Libertad, libertate, liberté, libertà, libertade, liberty, freiheit, cвобо́да, etc. Creo que muchos participantes en las manifestaciones de Ucrania lo hacen porque quieren ser libres. Tal vez la mayoría. Habrá un bando de especuladores, claro está, esos nunca faltan. Y algunos que se habrán ido porque ha ido el vecino, el amigo o una novia de armas tomar. Pero la mayoría quieren ser libres, no hay duda alguna. Ni por todo el gas ruso cambiarían ese sueño.
La Cвобoда ucraniana de estos días reúne todas esas pequeñas libertades del individuo: de actuar, de pensar, de reír, de cantar, de amar, de comer y de comprarse cosas. Las reúne todas en una sola: la libertad. Hay quien piensa que en su nombre hasta morir vale la pena. Y de hecho mueren por ella.
En el socialismo soviético no pasábamos hambre ni frío, pero tampoco comíamos en exceso ni nos bañábamos con rayos de luz eléctrica. Había una especie de límite, de freno a todo: al consumo, a la iniciativa, a la libertad de decir cosas y sobre todo a la comodidad del ciudadano. No nos daban ni mucho ni poco. Sólo lo justito para que nos diéramos por contentos y no se nos ocurriera que se podría tener más. ¿Éramos menos libres que un norteamericano o que un ciudadano de la Europa Occidental? Claro que sí, aunque no lo supiéramos. ¿Por qué? ¿Porque no podíamos consumir desmedidamente? No. Porque no podíamos elegir.

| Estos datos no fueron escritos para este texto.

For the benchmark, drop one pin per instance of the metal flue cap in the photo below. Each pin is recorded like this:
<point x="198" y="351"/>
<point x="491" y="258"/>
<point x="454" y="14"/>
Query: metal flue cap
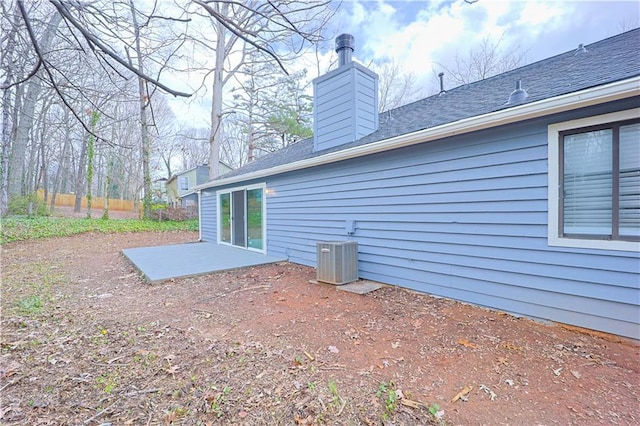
<point x="344" y="48"/>
<point x="518" y="95"/>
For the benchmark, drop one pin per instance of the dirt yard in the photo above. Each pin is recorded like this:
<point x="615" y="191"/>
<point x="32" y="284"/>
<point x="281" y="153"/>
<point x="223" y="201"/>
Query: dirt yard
<point x="86" y="341"/>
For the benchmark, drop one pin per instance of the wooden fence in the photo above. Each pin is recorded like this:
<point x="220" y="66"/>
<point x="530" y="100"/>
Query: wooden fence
<point x="69" y="200"/>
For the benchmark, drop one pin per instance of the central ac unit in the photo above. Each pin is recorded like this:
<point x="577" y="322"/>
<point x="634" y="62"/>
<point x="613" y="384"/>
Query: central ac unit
<point x="337" y="262"/>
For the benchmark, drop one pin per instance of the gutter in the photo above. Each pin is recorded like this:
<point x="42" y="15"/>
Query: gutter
<point x="592" y="96"/>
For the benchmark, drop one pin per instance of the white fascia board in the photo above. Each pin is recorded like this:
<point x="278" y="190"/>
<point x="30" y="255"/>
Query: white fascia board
<point x="583" y="98"/>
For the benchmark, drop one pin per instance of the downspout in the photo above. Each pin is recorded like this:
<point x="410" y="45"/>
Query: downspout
<point x="199" y="192"/>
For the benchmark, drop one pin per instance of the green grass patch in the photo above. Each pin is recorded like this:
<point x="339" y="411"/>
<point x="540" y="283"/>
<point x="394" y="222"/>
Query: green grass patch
<point x="23" y="228"/>
<point x="30" y="305"/>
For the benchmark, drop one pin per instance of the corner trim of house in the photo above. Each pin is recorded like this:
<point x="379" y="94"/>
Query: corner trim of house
<point x="592" y="96"/>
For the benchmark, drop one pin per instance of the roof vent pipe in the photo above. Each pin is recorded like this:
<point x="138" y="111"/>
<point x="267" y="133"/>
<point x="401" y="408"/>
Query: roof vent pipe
<point x="344" y="48"/>
<point x="441" y="77"/>
<point x="518" y="95"/>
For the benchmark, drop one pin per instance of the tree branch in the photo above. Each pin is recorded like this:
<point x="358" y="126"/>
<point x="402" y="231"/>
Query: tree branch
<point x="231" y="28"/>
<point x="97" y="42"/>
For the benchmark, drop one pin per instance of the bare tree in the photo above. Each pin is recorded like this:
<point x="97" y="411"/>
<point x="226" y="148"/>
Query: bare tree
<point x="489" y="58"/>
<point x="259" y="26"/>
<point x="395" y="87"/>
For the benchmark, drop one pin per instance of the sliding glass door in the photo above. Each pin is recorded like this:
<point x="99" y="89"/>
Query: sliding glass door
<point x="241" y="217"/>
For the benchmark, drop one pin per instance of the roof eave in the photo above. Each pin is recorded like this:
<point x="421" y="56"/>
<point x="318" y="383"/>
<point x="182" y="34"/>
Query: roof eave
<point x="587" y="97"/>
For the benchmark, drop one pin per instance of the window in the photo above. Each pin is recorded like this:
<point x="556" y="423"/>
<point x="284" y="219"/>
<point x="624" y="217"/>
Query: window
<point x="184" y="183"/>
<point x="241" y="220"/>
<point x="594" y="182"/>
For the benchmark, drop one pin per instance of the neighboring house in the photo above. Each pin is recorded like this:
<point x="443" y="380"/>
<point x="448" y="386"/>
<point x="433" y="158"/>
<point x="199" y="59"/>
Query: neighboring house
<point x="180" y="187"/>
<point x="526" y="201"/>
<point x="159" y="190"/>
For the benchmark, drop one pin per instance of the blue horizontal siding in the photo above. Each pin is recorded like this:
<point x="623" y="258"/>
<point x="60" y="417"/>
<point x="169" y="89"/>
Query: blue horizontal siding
<point x="209" y="219"/>
<point x="465" y="218"/>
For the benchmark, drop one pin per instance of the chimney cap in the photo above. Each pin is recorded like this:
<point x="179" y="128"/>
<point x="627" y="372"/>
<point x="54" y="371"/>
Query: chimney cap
<point x="345" y="41"/>
<point x="344" y="48"/>
<point x="518" y="95"/>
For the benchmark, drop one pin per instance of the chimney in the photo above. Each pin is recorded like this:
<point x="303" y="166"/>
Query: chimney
<point x="345" y="100"/>
<point x="344" y="48"/>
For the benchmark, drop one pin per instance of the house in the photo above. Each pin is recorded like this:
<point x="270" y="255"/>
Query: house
<point x="520" y="192"/>
<point x="159" y="190"/>
<point x="180" y="186"/>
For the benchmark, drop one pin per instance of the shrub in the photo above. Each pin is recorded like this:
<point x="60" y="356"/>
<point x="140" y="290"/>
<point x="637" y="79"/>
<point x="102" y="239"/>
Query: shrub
<point x="175" y="213"/>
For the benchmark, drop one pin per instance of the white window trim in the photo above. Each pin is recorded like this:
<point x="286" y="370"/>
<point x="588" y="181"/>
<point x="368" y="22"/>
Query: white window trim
<point x="262" y="186"/>
<point x="554" y="182"/>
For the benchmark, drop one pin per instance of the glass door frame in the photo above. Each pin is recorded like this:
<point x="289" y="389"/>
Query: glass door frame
<point x="230" y="192"/>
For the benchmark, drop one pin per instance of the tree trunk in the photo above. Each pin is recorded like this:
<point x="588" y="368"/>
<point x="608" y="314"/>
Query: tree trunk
<point x="144" y="126"/>
<point x="61" y="163"/>
<point x="216" y="100"/>
<point x="6" y="119"/>
<point x="91" y="153"/>
<point x="82" y="161"/>
<point x="19" y="147"/>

El adiestramiento de estos seres sin pretensiones, en quienes nos acabaron transformando, se llevó a cabo a lo largo de decenios de sufrimiento, lágrimas, deportaciones, gulags, ejecuciones sin juicio. Cuando estos seres llegaron a la edad adulta, los 20 o 21 años, la mía de aquella época, alguien consideró que una sociedad de millones de individuos que habían aprendido a vivir sin consumir no era buena. Fue como una explosión que lo hizo todo pedazos.
Todos nos volvímos como locos. Queríamos ropa con etiqueta, latas de Coca-cola o Tuborg, frascos de whisky, chicles y cigarrillos Camel. Éramos como indios engañados con baratijas y con aguardiente.
No sé si el mejor camino hacia la libertad es a través del gasto, ni si los ideólogos del cambio lo eligieron de forma intencionada. Hacerme esta pregunta ahora es inútil. Además sonaría un poco a hipocresía. Todos deseábamos ropa con etiqueta, latas de Coca-cola o Tuborg, chicles y cigarrillos Camel.
A principios de los 90 la Universidad de Kishinau envió a España, por vez primera, a un pequeño grupo de estudiantes. Hasta entonces al extranjero sólo iban los profesores. Estrictamente vigilados y controlados por las finísimas antenas de los servicios de seguridad. No he podido olvidar las caras de bobalicona felicidad de mis compañeros al volver a casa.
Otro amigo viajó a París. A su regreso nos impresionó a todos su camiseta con el dibujo dorado de la Torre Eiffel en el pecho. ¡Europa tenía que ser así, como esa torre dorada de la camiseta!
Empezamos a vivir nuestro particular sueño europeo. Con temor, como algo que se haría pedazos si nos atrevieramos a cogerlo con nuestras torpes manos socialistas, al parecer buenas sólo para sujetar hoces y martillos. Debe ser el complejo de atreverse a tocar algo bello, que en seguida se asocia con la bruteza.
Empezábamos a enterarnos poco a poco de cómo era Europa: de que las carreteras podían ser lisas y anchas, de que de noche podía haber mucha luz por las calles, de que los servicios podían estar limpios y perfumados, con papel higiénico blanco y suave. Por lo bajo diré que en la URRS no lo había en absoluto y el traserín se limpiaba con trozos de periódicos.
Vamos que Europa tenía pinta de fina y elegante. Nosotros en cambio éramos como gorilas que se hurgan en las narices y observan el resultado, maleducados por fuera e inocentes por dentro. Desconocíamos el olor de un buen perfume y olíamos a fábricas, a cooperativas agrícolas y a turbamultas obreras. Y de golpe, parecía que alguien, por fin, querría darnos algo bonito.
Ahora en los debates que vemos en televisión empieza a decirse que Europa ha sido un poco tramposa. En 2007, cuando Rumanía fue recibida en la CE no oí que nadie lo dijera, no escuché a ningún patriota euroescéptico. Nadie nos abrió los ojos para que pilláramos el engaño ni nos advirtió de que el Coloso Europeo, o CE y el Perverso Occidente, o PO, venían a robarnos el gas, el oro y los campos de cultivo. Nadie nos advirtió de que esas cosas se llamaban ¡riquezas! y nosotros teníamos que defenderlas. Porque ahora resulta que los ricos éramos nosotros.
Yo no sé si existe una libertad perfecta, es decir una libertad a gusto de todos. La mía es la que tengo ahora y la quiero disfrutar. Y lo voy a hacer también por ese muchacho moldavo que murió por conseguirla y por su madre, que se niega a entender por qué su hijo ha muerto.